Woodside, Portola Valley and Atherton water customers cut their use by 40 percent and more in June compared with June 2013, according to numbers released by the towns.
The towns are in the California Water Service Company's Bear Gulch Water District, which has been ordered by the state to cut water use by 36 percent from 2013 levels. That mandate went into effect in June.
In its latest reports for these communities, Cal Water also revised significantly the numbers originally reported for May. Asked to explain the revisions, Cal Water spokesman Justin Skarb said the company is used to system-specific rather than community-specific reporting on water consumption, and that the numbers for the local reports were incomplete.
"The (software) error was fixed in the most recent report, which is why 2015 numbers changed," Mr. Skarb said.

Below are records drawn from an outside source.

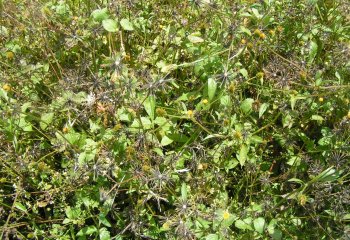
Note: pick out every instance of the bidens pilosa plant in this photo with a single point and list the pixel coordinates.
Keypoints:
(164, 119)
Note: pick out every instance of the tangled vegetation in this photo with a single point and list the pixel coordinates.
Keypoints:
(164, 119)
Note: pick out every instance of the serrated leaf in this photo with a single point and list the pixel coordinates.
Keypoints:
(45, 120)
(263, 109)
(168, 68)
(313, 51)
(166, 141)
(110, 25)
(20, 206)
(212, 237)
(244, 73)
(87, 231)
(317, 118)
(243, 224)
(126, 25)
(102, 219)
(104, 234)
(184, 191)
(150, 106)
(259, 224)
(100, 14)
(195, 39)
(212, 85)
(246, 105)
(243, 152)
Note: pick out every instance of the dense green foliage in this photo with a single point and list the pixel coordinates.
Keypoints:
(165, 119)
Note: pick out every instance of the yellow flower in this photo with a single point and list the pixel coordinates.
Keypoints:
(257, 32)
(10, 55)
(160, 111)
(262, 35)
(226, 215)
(190, 113)
(6, 87)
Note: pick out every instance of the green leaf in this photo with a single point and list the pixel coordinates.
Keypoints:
(317, 118)
(110, 25)
(244, 72)
(20, 206)
(126, 25)
(102, 219)
(212, 85)
(259, 224)
(184, 191)
(287, 121)
(212, 237)
(313, 51)
(246, 105)
(328, 175)
(45, 120)
(104, 234)
(87, 231)
(243, 152)
(100, 14)
(150, 106)
(195, 39)
(262, 109)
(244, 224)
(166, 141)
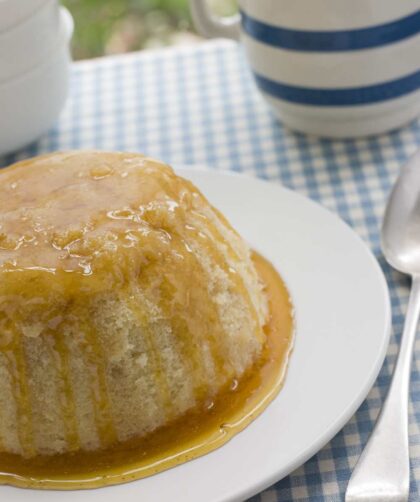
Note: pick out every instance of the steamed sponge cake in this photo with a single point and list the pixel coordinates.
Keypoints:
(126, 300)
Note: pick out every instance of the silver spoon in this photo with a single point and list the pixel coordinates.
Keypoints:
(382, 473)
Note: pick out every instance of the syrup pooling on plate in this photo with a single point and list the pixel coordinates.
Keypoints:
(128, 308)
(193, 436)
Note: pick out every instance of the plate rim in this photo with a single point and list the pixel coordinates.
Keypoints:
(239, 493)
(346, 415)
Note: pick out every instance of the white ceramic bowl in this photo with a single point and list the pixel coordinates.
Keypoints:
(31, 102)
(26, 44)
(13, 12)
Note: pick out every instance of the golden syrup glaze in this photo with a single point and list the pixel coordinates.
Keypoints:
(196, 434)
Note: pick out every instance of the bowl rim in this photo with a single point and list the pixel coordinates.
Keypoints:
(65, 32)
(31, 10)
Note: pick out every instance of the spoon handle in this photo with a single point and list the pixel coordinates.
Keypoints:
(383, 470)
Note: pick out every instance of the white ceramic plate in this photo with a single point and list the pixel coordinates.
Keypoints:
(342, 331)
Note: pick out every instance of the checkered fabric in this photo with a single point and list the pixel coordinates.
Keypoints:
(199, 105)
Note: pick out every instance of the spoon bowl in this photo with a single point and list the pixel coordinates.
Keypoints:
(382, 473)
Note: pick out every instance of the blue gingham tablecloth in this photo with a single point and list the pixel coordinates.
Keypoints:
(199, 105)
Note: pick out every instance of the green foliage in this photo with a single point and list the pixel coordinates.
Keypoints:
(107, 26)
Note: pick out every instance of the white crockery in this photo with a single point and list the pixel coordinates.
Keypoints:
(342, 314)
(13, 12)
(334, 68)
(31, 102)
(25, 45)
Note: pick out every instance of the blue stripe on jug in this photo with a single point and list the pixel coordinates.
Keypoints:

The company is also rerunning numbers for 2013 and 2014, he said.
"We are in the process of updating each of the reports, and hope to have them to the cities in the near future," he said. "We truly apologize for the confusion."
While year-to-date numbers are provided here, the measure of whether water suppliers are meeting state mandates starts with the month of June and extends through February 2016. Therefore, year-to-date and May numbers are not relevant in determining whether water suppliers are meeting the mandates.
In June, Portola Valley customers led the way in the Bear Gulch District, reducing usage by 48 percent, or 30.7 million gallons, compared with June 2013. The town's year-to-date reduction is 17 percent.
Woodside customers reduced their consumption by 45 percent, using 45.3 million gallons less than in 2013. Water use is down 12 percent for the year to date.
Atherton customers used 57.5 million gallons less than in June 2013, a savings of 40 percent. The town's consumption is down 2 percent for the year to date.
The Menlo Park Municipal Water District, which has been ordered by the state to cut water use by 16 percent from 2013 levels, purchased about 78 million gallons of water from the San Francisco Public Utilities Commission in June, down about 24 percent from June 2014 purchases, according to Pam Lowe, senior civil engineer with the city of Menlo Park
As a whole, the Bear Gulch District, which also includes parts of Menlo Park and Redwood City, lowered consumption in June by about 41 percent from 2013 levels, and by 23.5 percent for the year to date, according to Ms. Smithson.
The statewide goal is a 25 percent reduction. For May, the State Water Resources Control Board reported a statewide drop in consumption of 29 percent. Numbers for June are not expected until late July, water control board spokesman George Kostyrko said.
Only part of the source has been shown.